Free speech is one of the rules for maintaining a stable, secular, Enlightenment-based society, and therefore it should trump anti-blasphemy in the Western countries, even as it gives way to anti-blasphemy laws in Islamic states.
I fully agree with Marsie and Skepticlawyer. I would only add that the defense proffered by those "Islamic scholars" (pardon the oxymoron) is, to say the least, childish. And children, as we all know, can be incredibly mean, cruel and merciless. Do we really want to engage such people in rational discourse? To what end?
The second one is just an argument from offence; we get offended/hurt/emotionally wounded by A, so you cannot do A. Assuming that they are relatively conservative Muslims, then their belief requires them to offend/hurt/emotionally wound me, so therefore they are unable to act on their beliefs.
So either we all be quite to avoid offending anyone (boring); they demonstrate why their beliefs are exempt from their requirement to not offend people (unlikely); or we accept that we are going to get offended when we interact with others.

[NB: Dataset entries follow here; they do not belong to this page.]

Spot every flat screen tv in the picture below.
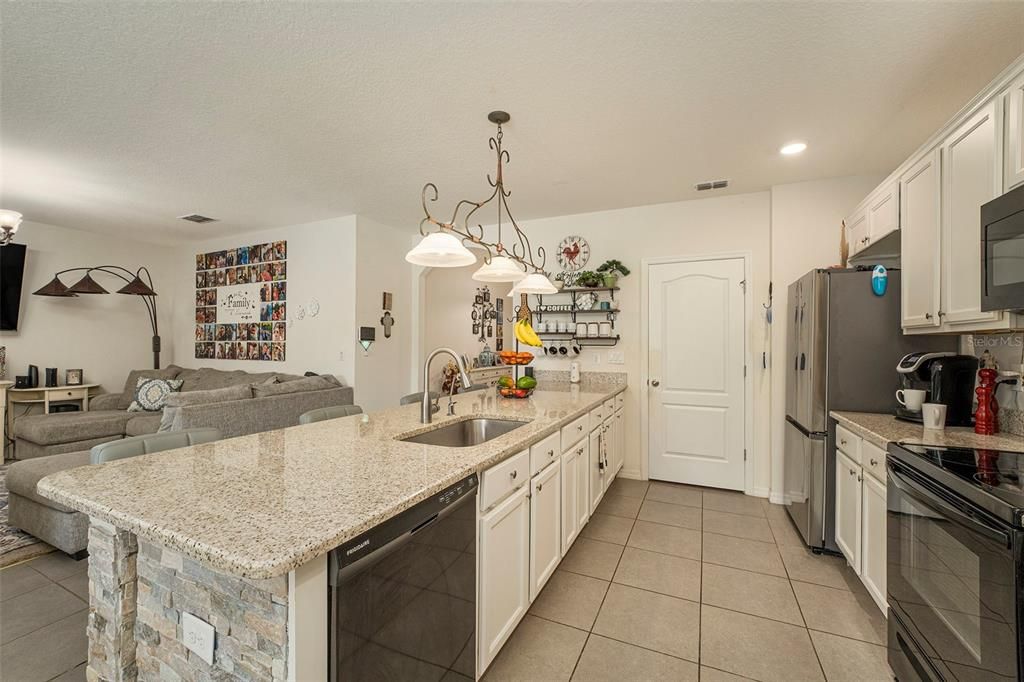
[0,244,26,330]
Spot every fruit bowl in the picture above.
[498,388,535,400]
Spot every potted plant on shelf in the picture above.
[597,260,630,289]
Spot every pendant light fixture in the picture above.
[406,112,557,293]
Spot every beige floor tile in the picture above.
[612,547,700,601]
[559,538,623,581]
[811,630,895,682]
[778,546,860,590]
[637,500,700,530]
[703,532,786,578]
[703,491,765,517]
[581,514,633,545]
[700,563,804,627]
[646,481,700,507]
[597,495,643,518]
[594,583,700,660]
[793,582,886,644]
[0,563,49,601]
[529,570,608,631]
[626,521,700,559]
[700,605,824,682]
[703,509,775,544]
[0,582,89,643]
[572,635,697,682]
[607,475,649,500]
[483,613,587,682]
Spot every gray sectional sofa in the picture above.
[7,366,352,554]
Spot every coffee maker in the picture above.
[896,352,978,426]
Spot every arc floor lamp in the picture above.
[33,265,160,370]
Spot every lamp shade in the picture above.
[515,272,558,294]
[32,278,78,298]
[406,232,476,267]
[68,272,111,294]
[473,256,526,282]
[118,274,157,296]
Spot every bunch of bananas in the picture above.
[512,319,544,348]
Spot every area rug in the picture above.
[0,462,53,568]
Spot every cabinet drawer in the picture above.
[529,432,562,475]
[836,424,861,464]
[480,450,529,511]
[860,440,886,483]
[562,415,590,453]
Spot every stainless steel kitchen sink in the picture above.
[398,419,529,447]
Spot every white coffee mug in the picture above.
[921,402,946,429]
[896,388,925,412]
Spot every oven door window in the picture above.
[888,464,1018,680]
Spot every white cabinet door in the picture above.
[476,485,529,674]
[1002,75,1024,191]
[899,150,942,329]
[589,428,604,514]
[939,102,1002,325]
[529,462,562,601]
[867,180,899,243]
[836,451,862,576]
[846,211,869,256]
[860,475,887,613]
[561,445,580,556]
[572,438,590,530]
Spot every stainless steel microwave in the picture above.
[981,180,1024,310]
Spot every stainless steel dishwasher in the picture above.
[328,474,478,682]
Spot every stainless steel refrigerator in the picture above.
[783,269,958,551]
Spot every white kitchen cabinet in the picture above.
[939,102,1004,325]
[529,462,562,601]
[899,148,942,329]
[836,451,863,576]
[860,469,887,613]
[476,480,530,673]
[846,210,869,256]
[589,427,605,514]
[1002,74,1024,191]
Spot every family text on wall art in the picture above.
[196,242,288,361]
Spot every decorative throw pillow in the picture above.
[128,377,183,412]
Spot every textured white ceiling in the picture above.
[0,2,1024,242]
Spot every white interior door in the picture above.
[647,258,746,491]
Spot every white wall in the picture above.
[0,222,175,393]
[771,175,884,502]
[353,216,416,411]
[173,216,357,378]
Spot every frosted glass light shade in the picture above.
[515,272,558,294]
[473,256,526,282]
[406,232,476,267]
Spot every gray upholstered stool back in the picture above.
[89,429,220,464]
[299,404,362,424]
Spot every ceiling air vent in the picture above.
[178,213,217,222]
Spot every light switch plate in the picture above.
[181,611,213,666]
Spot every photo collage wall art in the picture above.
[196,242,288,363]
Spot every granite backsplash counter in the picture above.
[38,383,626,579]
[829,412,1024,452]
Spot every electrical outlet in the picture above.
[181,611,213,666]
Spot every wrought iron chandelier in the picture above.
[406,112,557,294]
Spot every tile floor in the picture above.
[484,479,893,682]
[0,552,89,682]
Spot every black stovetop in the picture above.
[891,442,1024,527]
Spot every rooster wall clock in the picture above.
[558,237,590,272]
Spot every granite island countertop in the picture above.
[38,385,626,579]
[829,412,1024,452]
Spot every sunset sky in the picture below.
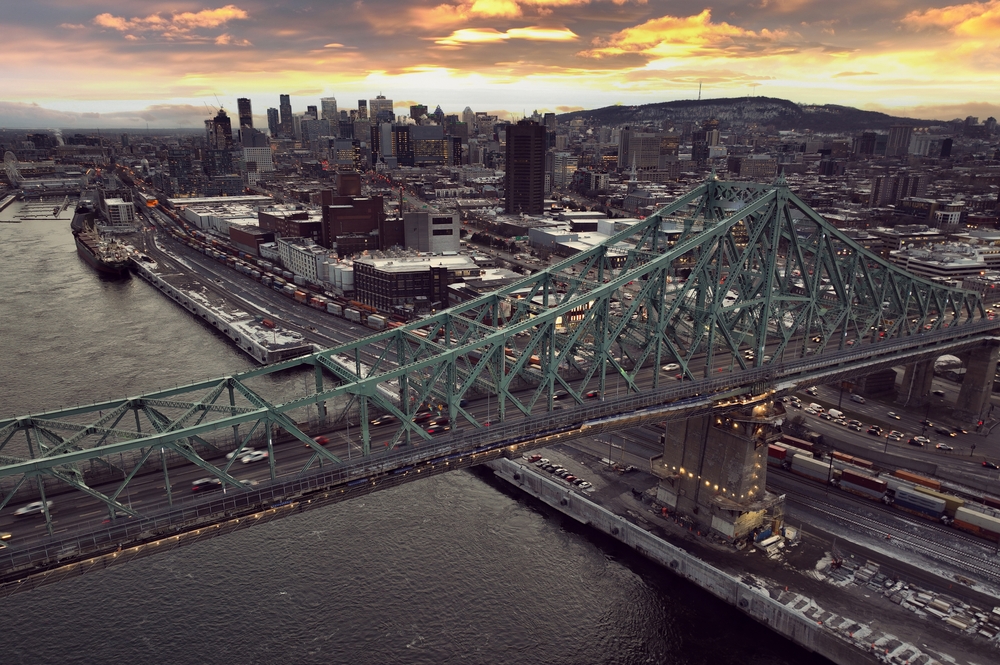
[0,0,1000,128]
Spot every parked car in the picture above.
[226,446,254,459]
[14,501,54,517]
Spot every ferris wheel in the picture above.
[3,150,24,186]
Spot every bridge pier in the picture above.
[900,358,934,406]
[652,395,783,541]
[955,340,1000,420]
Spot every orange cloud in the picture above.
[410,0,647,30]
[215,33,253,46]
[94,5,250,34]
[579,9,785,58]
[902,0,1000,37]
[434,26,579,46]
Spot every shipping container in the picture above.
[840,469,886,500]
[892,469,941,490]
[953,507,1000,541]
[767,444,788,466]
[781,434,816,454]
[913,485,965,517]
[893,487,945,519]
[792,454,833,483]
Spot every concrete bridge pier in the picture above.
[955,339,1000,420]
[652,395,782,541]
[899,359,934,406]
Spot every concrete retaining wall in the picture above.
[487,459,878,665]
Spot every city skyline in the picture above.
[0,0,1000,129]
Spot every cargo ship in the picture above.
[70,204,129,277]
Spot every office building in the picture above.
[504,120,545,215]
[368,95,396,122]
[236,97,253,129]
[319,97,340,136]
[267,108,281,138]
[278,95,295,139]
[885,125,913,157]
[403,212,462,254]
[243,146,274,187]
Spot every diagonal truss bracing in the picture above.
[0,178,992,509]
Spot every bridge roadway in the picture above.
[0,322,994,595]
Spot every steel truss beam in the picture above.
[0,177,998,509]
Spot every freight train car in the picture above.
[892,487,946,520]
[952,506,1000,543]
[767,444,788,466]
[892,469,941,490]
[913,485,965,517]
[792,453,833,483]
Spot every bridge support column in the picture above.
[653,398,782,541]
[899,360,934,406]
[955,340,1000,420]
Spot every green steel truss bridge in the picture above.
[0,177,1000,579]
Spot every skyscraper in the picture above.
[278,95,295,138]
[205,109,233,150]
[319,97,340,136]
[372,95,396,122]
[885,125,913,157]
[267,108,281,138]
[504,120,545,215]
[236,97,253,129]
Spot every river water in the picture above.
[0,211,825,665]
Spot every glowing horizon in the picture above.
[0,0,1000,128]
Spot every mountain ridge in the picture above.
[556,97,947,133]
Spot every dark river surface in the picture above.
[0,213,820,665]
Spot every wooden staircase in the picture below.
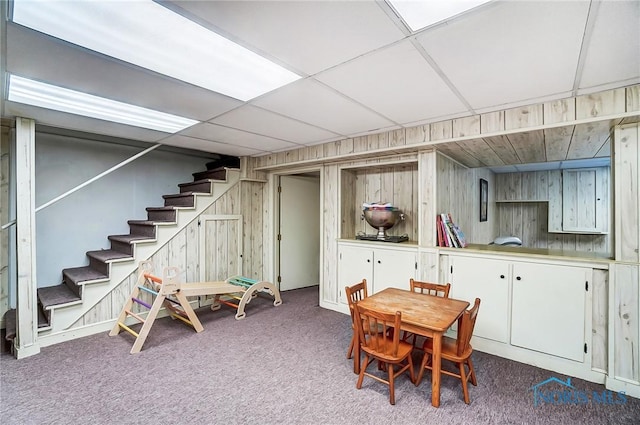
[7,157,240,339]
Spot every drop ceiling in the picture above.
[0,0,640,167]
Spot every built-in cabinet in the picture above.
[448,255,591,362]
[338,241,418,305]
[549,167,610,233]
[448,255,510,343]
[510,262,591,362]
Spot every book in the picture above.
[440,213,461,248]
[436,215,446,246]
[436,213,468,248]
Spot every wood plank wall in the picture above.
[432,154,498,245]
[495,170,613,253]
[72,181,265,328]
[341,162,419,241]
[0,125,10,328]
[251,85,640,170]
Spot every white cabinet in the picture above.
[510,262,591,362]
[449,256,509,343]
[338,242,418,304]
[448,255,592,362]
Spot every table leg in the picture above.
[431,332,442,407]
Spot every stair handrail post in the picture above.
[35,143,162,212]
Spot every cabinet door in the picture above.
[373,249,417,292]
[511,263,591,362]
[449,256,509,343]
[338,246,373,304]
[562,167,609,232]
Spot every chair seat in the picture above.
[362,334,413,363]
[422,336,473,362]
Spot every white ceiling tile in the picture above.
[161,134,267,156]
[417,1,589,109]
[209,105,339,144]
[251,78,394,136]
[316,40,466,124]
[180,123,300,152]
[580,0,640,88]
[7,24,242,121]
[166,1,404,75]
[4,101,167,142]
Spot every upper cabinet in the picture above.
[562,167,609,233]
[549,167,611,234]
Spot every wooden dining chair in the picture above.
[416,298,480,404]
[402,279,451,347]
[344,279,368,359]
[354,302,416,404]
[409,279,451,298]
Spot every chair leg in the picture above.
[387,363,396,404]
[407,354,416,384]
[467,357,478,387]
[458,362,469,404]
[415,351,429,387]
[347,333,356,359]
[356,354,371,389]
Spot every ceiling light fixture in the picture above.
[8,75,198,133]
[12,0,300,101]
[387,0,491,31]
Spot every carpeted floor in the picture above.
[0,287,640,425]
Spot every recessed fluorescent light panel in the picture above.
[13,0,300,101]
[8,75,198,133]
[387,0,490,31]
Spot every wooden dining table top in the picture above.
[358,288,469,336]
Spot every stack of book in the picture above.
[436,213,468,248]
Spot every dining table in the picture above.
[353,288,469,407]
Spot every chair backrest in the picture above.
[344,279,368,323]
[456,298,480,356]
[344,279,368,310]
[354,302,402,358]
[409,279,451,298]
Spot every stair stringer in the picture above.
[39,169,240,332]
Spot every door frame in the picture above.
[268,166,325,289]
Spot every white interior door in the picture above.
[278,175,320,291]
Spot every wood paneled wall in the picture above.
[495,170,613,253]
[251,85,640,171]
[341,162,419,241]
[613,124,640,263]
[72,181,266,328]
[0,125,10,328]
[432,154,498,244]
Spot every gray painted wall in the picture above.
[35,133,210,287]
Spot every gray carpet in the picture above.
[0,287,640,425]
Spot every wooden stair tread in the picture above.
[162,192,194,199]
[107,234,155,243]
[87,249,133,263]
[38,284,80,306]
[62,266,109,283]
[145,205,175,212]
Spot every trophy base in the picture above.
[356,234,409,243]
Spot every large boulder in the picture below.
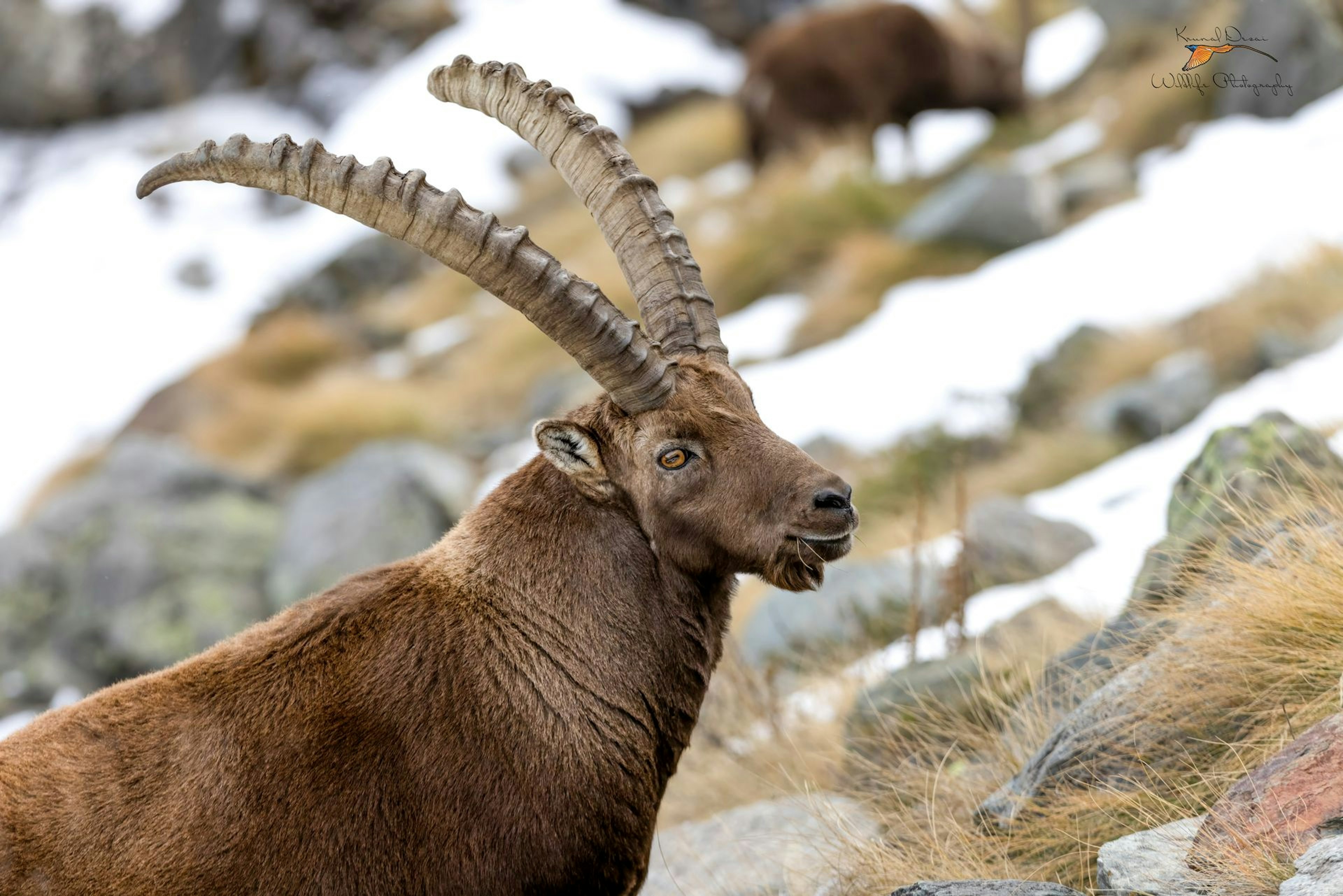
[979,412,1343,827]
[639,794,880,896]
[739,554,947,666]
[0,436,279,709]
[0,0,243,128]
[1194,713,1343,864]
[900,166,1062,249]
[1096,817,1203,896]
[1277,837,1343,896]
[966,497,1096,588]
[1214,0,1343,118]
[259,234,426,322]
[0,0,454,128]
[1014,324,1115,427]
[266,441,475,607]
[1082,349,1217,442]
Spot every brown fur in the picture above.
[0,357,857,896]
[740,0,1025,165]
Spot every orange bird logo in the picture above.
[1180,43,1277,71]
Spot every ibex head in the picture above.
[138,56,858,590]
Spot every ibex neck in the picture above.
[435,458,733,779]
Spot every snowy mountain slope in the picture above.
[744,91,1343,449]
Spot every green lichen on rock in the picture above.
[1132,411,1343,602]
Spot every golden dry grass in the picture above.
[832,473,1343,896]
[661,459,1343,896]
[228,310,356,385]
[658,650,844,827]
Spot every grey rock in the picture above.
[966,497,1096,588]
[898,166,1062,249]
[1082,349,1217,442]
[979,412,1343,827]
[263,234,426,321]
[1014,324,1115,427]
[1311,314,1343,352]
[1213,0,1343,118]
[978,646,1170,829]
[1277,837,1343,896]
[890,880,1081,896]
[1166,411,1343,547]
[177,258,215,289]
[1255,329,1315,371]
[639,794,880,896]
[740,555,945,666]
[1058,153,1135,211]
[0,0,243,128]
[0,0,453,128]
[266,441,474,607]
[0,436,279,709]
[1096,816,1203,896]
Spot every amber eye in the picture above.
[658,449,690,470]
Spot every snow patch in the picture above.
[1022,7,1105,97]
[872,109,994,183]
[718,293,807,364]
[0,0,741,528]
[1012,118,1105,175]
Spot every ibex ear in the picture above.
[532,420,612,497]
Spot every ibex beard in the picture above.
[0,56,858,896]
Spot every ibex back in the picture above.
[0,56,857,896]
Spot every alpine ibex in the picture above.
[0,56,858,896]
[739,0,1030,166]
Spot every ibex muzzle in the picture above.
[0,56,858,896]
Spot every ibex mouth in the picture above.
[798,532,853,563]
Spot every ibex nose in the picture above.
[811,482,853,511]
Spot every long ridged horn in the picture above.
[428,56,728,363]
[136,134,676,414]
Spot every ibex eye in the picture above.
[658,449,690,470]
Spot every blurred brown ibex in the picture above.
[739,0,1030,166]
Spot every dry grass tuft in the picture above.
[658,649,844,827]
[827,473,1343,896]
[227,310,355,385]
[790,231,993,352]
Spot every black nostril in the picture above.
[811,485,853,511]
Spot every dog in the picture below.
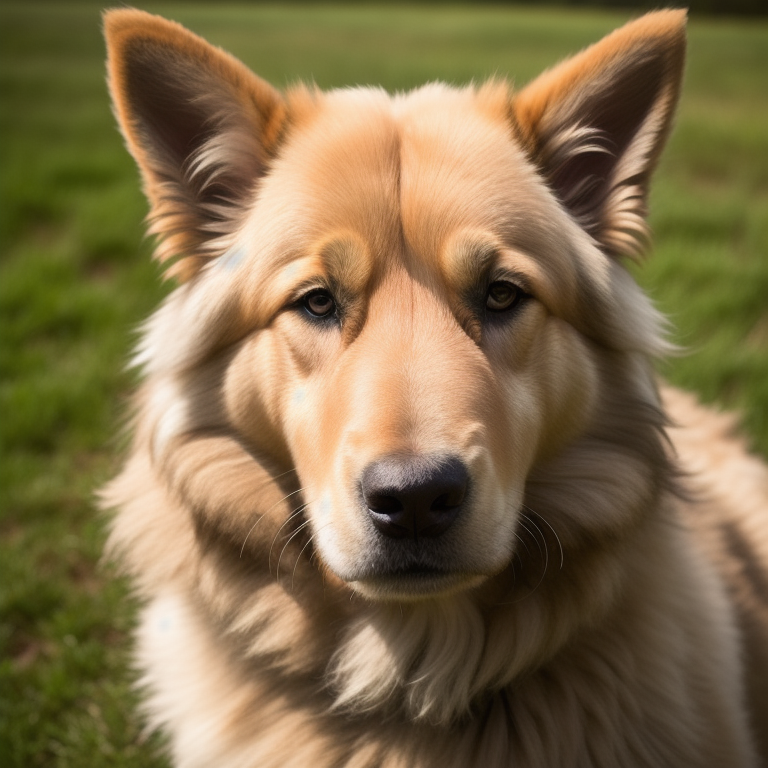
[103,9,768,768]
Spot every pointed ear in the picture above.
[104,9,285,279]
[513,11,686,257]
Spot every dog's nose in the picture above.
[361,456,469,539]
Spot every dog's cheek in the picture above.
[535,317,599,462]
[224,330,295,464]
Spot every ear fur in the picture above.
[513,10,686,257]
[104,9,285,280]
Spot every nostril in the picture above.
[363,492,403,514]
[360,456,469,538]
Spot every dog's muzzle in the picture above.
[360,455,469,540]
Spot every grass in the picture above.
[0,2,768,768]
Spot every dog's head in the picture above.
[106,10,685,599]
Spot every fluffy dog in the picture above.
[105,10,768,768]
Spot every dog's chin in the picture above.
[349,568,485,602]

I find Talal Asad's attempt depressingly scary, because it has a superficial persuasiveness, and it's absolutely death to free everything except silent secret thoughts. The Vatican too, in its infinite wisdom, allowed Galileo to believe what he liked; he just couldn't teach it to anyone else.
And if I can provide very compelling evidence that I really, really, really feel hurt inside every time you smile?
And there are 100 000 copies of me?
"...not with anger that a moral interdiction has been violated, but with a sense of having been violated and wounded."
Funny, that's how I feel whenever I see an attractive women in unrevealing clothes. I know many guys who feel the same sense of anguish...and our group is much more analogous to a race than any religion is!
I wonder what the Muslims-from traditional to liberal feminist-would have to say if I claimed the right to avoid feeling violated and wounded?